# System Design for 3D Multi-FPGA Packaging

Thorlindur Thorolfsson, Paul D. Franzon Department of Electrical and Computer Engineering, North Carolina State University, Raleigh, NC, 27695 {trthorol, paulf}@ncsu.edu, 919.515.7351

Abstract—3D stacking and integration can provide tremendous advantages to electronic systems. This paper explores the system-level considerations such as layout, routing and IO in the design of 3D Multi-FPGA Packaging, along with their architectural implications.

Index Terms-3D IC, CAD, VLSI

## 1. Introduction

Numerous technologies for creating 3D systems are becoming available. These exciting technologies offer potential for great performance. At the same time they present challenging problems. The purpose of this paper is not to explore 3D technology (see [1, 2] for a summary) but to illustrate some of the system-level design considerations that arise by presenting examples from our experience in designing a 3D multi-FPGA package using Irvine Sensors' 3D MINT process [3], along with the architectural implications that they bring about.

#### 2. Design of 3D Multi-FPGA Package

In this section we explain the details of the multi-FPGA package we designed. First, in section 2.1 we give an overview of the 3D MINT process that was used to build the package. Second, in section 2.2 we explain the design details, including layout, routing and IO considerations.

## 2.1 3D MINT Technology

The Irvine Sensors' 3D MINT process works in the following way. First, holes are cut into silicon or alumina substrates. Embedded elements, which include: active dice, passives, and copper plugs (shown as hashed stipple in Figure 2) are then placed in the holes. Epoxy resin is used to hold the embedded elements in place in the substrate. Once the embedded elements have been inserted into the substrate, a conventional integrated circuit process that provides up to six layers of metal is used to interconnect the pads on the active circuits, the passives and the copper plugs. The substrate layers are then interspersed between thermal management layers and stacked vertically. The thermal management layers are very important to draw the heat away from the active circuits to the outside. The resulting stack is the packaged in traditional manner, in our case using a ball grid array. Figure 1 shows a close-up of the interface between the substrate and one side of an integrated circuit. Figure 2 shows a cross sectional drawing of a 3D MINT system with four active dice, four thermal management layers.







It is important to note how tier-to-tier connectivity is achieved through copper plugs as shown on the left side of Figure 2. The plugs traverse the entire thickness of the substrate and can optionally be contacted by vias below the lowest substrate metal layer. This effectively provides blind via capability, which allows stacking of a via from layer 3 to layer 4 right on top of a via between layers 1 and 2 without connecting the nets associated with those vias.

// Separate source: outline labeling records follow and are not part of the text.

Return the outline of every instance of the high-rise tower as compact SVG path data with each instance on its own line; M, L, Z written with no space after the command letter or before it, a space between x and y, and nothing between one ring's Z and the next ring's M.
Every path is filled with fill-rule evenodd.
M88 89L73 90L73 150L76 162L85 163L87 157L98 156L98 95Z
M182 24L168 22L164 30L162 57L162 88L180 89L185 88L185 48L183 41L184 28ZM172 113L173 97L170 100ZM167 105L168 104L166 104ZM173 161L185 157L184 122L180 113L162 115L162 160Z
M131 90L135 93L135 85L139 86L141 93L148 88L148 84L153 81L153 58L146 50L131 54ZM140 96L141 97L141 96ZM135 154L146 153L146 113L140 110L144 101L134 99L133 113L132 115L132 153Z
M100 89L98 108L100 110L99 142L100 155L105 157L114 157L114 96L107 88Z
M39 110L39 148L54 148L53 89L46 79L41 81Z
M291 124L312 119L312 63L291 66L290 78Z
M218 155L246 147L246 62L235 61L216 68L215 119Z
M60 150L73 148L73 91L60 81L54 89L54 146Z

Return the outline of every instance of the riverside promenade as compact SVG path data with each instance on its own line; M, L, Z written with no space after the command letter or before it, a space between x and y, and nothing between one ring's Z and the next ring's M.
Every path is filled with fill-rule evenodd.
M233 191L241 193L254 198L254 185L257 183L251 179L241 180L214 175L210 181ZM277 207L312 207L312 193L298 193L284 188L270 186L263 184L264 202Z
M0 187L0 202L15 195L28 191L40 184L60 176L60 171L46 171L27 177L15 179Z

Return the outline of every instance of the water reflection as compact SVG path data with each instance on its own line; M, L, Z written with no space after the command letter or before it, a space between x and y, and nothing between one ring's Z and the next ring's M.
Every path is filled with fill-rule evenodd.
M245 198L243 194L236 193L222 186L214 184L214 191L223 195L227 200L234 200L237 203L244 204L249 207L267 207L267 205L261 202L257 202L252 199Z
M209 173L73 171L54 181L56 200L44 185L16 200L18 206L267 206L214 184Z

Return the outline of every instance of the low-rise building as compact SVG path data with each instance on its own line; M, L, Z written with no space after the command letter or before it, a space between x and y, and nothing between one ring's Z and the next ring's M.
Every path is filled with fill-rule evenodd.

## 2.2 Design of Multi-FPGA 3D System

This section explains the details of the 3D multi-FPGA system prototype that we designed using Irvine Sensors' 3D MINT technology. The system is a four-tier stack-up where each tier is comprised of a Xilinx VP20 FPGA, two Micron 256 MB DDR2 SDRAM chips, and six embedded passive decoupling stealth capacitors [4] to provide power and ground integrity. The total size of the module (excluding the cooling fan) is  $27 \text{mm} \times 37 \text{ mm} \times 4 \text{ mm}$ . The main issue in laying out the tiers of the module is heat. The Xilinx VP20 FPGA can operate at a temperature up to  $125 \,^{\circ}\text{C}$  where as the Micron SDRAM can only operate up to a temperature of 85 °C. As a result of this, the system was designed so that no memory die was ever directly above any of the FPGA dice.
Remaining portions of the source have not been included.